Getting married introduces a world of change to newlyweds’ lives, as spouses consolidate and coordinate everything from their homes to their personal schedules. Money matters are especially important to newly married couples as they combine the personal finances of two single individuals into a unified family financial plan. Understanding the financial issues that need to be taken care of can help you and your spouse hit the ground running with your household money management.
Bank Accounts - Married couples have to decide whether to hold separate bank accounts, joint bank accounts or both. Joint bank accounts can add convenience to family finances, allowing both spouses to add and tap into a single pool of finances for bills, necessities and discretionary spending. On the other hand, maintaining separate bank accounts can reduce confusion and add accountability to personal spending while eliminating potential arguments over unaccounted-for spending.
Tax Considerations - Married couples have additional options at tax-time. Spouses can choose to file their taxes jointly or as "married, filing separately." Filing separately carries tax advantages in a small number of specific situations; filing jointly allows married couples to take advantage of a wider range of deductions, as well as share a single tax rate for their combined income.
Assets - The increasing rate of divorce in the United States remains an unfortunate reality, introducing a number of non-traditional considerations to the marriage equation. Married couples undergoing a divorce can go through bitter, drawn-out fights over who legally owns which assets. Engaged couples may do well to draw up pre-nuptial agreements listing exactly which assets each spouse brings into the marriage and exactly how jointly purchased assets are to be shared or liquidated in the unfortunate event of a divorce.
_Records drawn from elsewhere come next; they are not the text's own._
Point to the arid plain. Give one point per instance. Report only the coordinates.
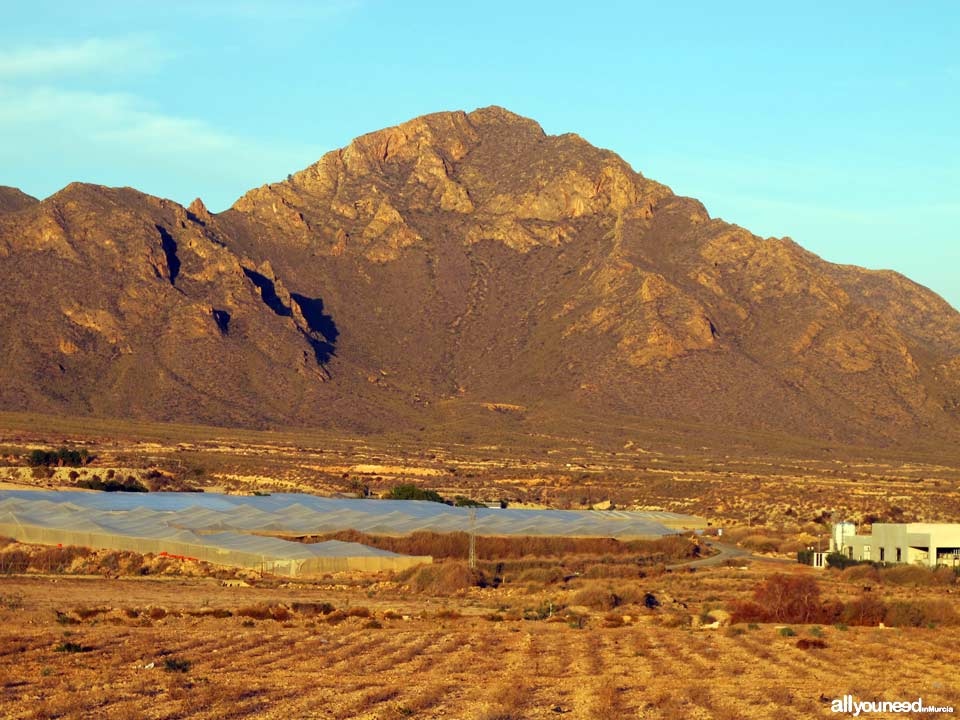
(575, 631)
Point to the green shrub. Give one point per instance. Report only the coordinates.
(62, 457)
(176, 665)
(410, 491)
(462, 501)
(72, 647)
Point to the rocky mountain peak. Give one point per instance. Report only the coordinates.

Investment - Married couples have to consider additional factors when making investment decisions. Single people generally invest money either to boost their incomes or save for retirement. Families, on the other hand, have to consider events like children's college tuition and real estate upgrades as the family grows in addition to traditional considerations such as retirement. Families who have robust investment plans in place with individual investments pegged to specific family objectives can make things easier on themselves in the future.
Budgeting - Budgeting and practical money management take on new dimensions in a marriage. Rather than governing a single person's spending habits, a family budget governs two people's spending at once. Spouses have to work together on their budgets to ensure that the household's income continually exceeds expenses. If both spouses shop for household necessities, for example, they will have to communicate and coordinate their spending to ensure that their combined household expenses do not exceed their budgeted total.